4. Focus Your Interests
I go back and forth on this, but overall I think it would have been helpful had I done it. I did internships in two different states (neither of which I'm going to be practicing in) and in different fields of law. My externships and pro bono work are also a bit mismatched. While I 100% believe it's important to explore differnt areas of law, being able to have a narrative of clear interest in your resume is also helpful. My fiancé is interested in prosecution, and his resume is filled with criminal law internships, coursework, and volunteer work. He's had a much easier time applying for jobs than I have. On the other hand, I feel like I'm able to appreciate a wider variety of practices and have an understanding of a few different types of law. While this gives me plenty to talk about in interviews, having a clear picture of what location I want to be in and what area of law I want to practice would probably make me a better candidate in the eyes of employers.

5. Make Time For Fun
I was so focused on doing well my first year that I didn't do much else than study, study, study. Looking back, I think if I gave myself some time off it would have made me relax more and have higher quality study sessions. My friends all joke that they barely saw me outside of class that first year. There were a lot of times I regretted not having a bit more fun once in a while that first year. Studying is super important, but making friends and memories is also important. My friends are what really helped me through law school, and I would have had such a miserable experience if I kept myself locked at my desk the entire time. I also let my hobbies slip, and I became a much happier person once I picked them back up. Crocheting while binge-watching Netflix was always a great way to have something to do when I didn't feel like going out, and reading was a great escape when I didn't want to think about classes for a while. Doing the things outside of law that make you smile can improve your time in law school and make it so much more enjoyable.
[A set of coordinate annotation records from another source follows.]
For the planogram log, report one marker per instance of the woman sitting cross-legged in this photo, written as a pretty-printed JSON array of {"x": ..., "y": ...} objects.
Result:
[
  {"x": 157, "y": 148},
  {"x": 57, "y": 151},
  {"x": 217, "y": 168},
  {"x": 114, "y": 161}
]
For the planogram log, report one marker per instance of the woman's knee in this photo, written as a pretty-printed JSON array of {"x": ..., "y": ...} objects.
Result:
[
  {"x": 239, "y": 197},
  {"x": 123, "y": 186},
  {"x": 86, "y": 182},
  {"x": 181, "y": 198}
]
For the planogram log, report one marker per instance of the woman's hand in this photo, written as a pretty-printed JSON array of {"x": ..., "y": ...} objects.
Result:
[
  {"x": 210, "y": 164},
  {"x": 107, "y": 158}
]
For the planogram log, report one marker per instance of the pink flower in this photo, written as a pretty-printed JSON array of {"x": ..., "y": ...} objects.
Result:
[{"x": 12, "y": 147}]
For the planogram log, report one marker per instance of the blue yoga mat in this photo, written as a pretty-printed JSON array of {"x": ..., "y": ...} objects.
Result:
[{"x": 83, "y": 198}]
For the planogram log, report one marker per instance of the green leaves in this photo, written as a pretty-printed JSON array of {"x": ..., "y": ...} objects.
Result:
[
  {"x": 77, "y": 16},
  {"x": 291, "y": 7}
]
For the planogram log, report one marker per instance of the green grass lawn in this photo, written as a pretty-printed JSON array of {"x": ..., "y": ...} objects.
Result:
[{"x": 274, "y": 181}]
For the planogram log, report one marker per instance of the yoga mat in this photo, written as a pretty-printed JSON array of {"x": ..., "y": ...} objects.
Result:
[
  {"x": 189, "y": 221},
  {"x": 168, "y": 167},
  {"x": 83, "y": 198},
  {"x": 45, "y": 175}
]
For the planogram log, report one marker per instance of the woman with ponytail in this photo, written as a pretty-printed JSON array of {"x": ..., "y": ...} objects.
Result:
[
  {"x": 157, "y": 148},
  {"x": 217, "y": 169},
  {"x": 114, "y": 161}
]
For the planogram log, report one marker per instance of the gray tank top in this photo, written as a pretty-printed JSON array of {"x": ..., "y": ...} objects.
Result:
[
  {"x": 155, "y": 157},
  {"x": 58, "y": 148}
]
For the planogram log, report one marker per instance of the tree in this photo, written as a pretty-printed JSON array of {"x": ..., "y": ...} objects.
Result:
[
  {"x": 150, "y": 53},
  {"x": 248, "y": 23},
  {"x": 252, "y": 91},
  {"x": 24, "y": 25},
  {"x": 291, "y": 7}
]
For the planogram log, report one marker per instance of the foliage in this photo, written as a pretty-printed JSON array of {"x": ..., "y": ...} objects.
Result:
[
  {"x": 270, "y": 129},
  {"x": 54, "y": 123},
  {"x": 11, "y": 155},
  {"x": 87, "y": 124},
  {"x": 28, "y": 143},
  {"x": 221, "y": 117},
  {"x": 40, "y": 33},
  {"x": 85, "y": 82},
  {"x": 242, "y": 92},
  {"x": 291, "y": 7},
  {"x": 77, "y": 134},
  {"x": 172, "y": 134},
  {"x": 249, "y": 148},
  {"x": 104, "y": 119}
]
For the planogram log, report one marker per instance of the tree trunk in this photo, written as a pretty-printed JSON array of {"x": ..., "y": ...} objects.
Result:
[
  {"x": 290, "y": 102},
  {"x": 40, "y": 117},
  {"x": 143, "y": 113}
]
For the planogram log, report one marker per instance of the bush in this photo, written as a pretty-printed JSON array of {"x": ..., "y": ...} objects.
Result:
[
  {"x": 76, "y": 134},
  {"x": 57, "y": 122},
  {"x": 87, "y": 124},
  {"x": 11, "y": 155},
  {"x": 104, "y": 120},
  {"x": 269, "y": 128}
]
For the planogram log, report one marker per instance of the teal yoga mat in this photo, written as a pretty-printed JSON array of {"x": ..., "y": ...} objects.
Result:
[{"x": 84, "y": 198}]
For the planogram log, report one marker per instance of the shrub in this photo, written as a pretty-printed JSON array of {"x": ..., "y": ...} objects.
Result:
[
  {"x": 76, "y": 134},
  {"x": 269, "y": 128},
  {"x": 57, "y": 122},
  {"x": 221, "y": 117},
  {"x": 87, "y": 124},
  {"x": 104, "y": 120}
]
6. Don't Be Afraid To Ask For Help
I'll be the first to admit I am not the greatest at this one. I've always had the mindset of "don't let anything get in your way" and "you have to fight for what you want." Admitting that I need help has never been something that I liked to do. Walking into a professor's office and saying "I really don't understand this, can you please help?" seemed like a fool's errand. I didn't understand the value of studying hypothetical situations and discussing them with professors. However, if you don't understand something, chances are that other people don't either. I was used to being the smartest person in the room, but in law school, so is everyone else. I felt dumb if I didn't understand something right away. Study groups seemed like a way for some people to show off how smart they were while others just internally cowered in fear. Well, that changed. I was talking with a friend about a problem we went over in class, and it turns out we were both confused. So we went to talk to another group of people- also confused. The law can be as clear as mud sometimes. Going to talk to your professors about class materials is a way to help you understand the concepts and maybe feel a bit better about where you stand. Law school also comes with a mountain of stress, anxiety, and a myriad of other mental health issues. Don't be afraid to talk to a counselor if you're feeling any of these things. Law school is tough, and needing help is a normal thing.

As my time in law school comes to an end, I want to wish anyone still there (or going there soon), the best of luck! I believe in you, and I'm always here to talk! To any law school veterans, what do you wish you knew before starting law school?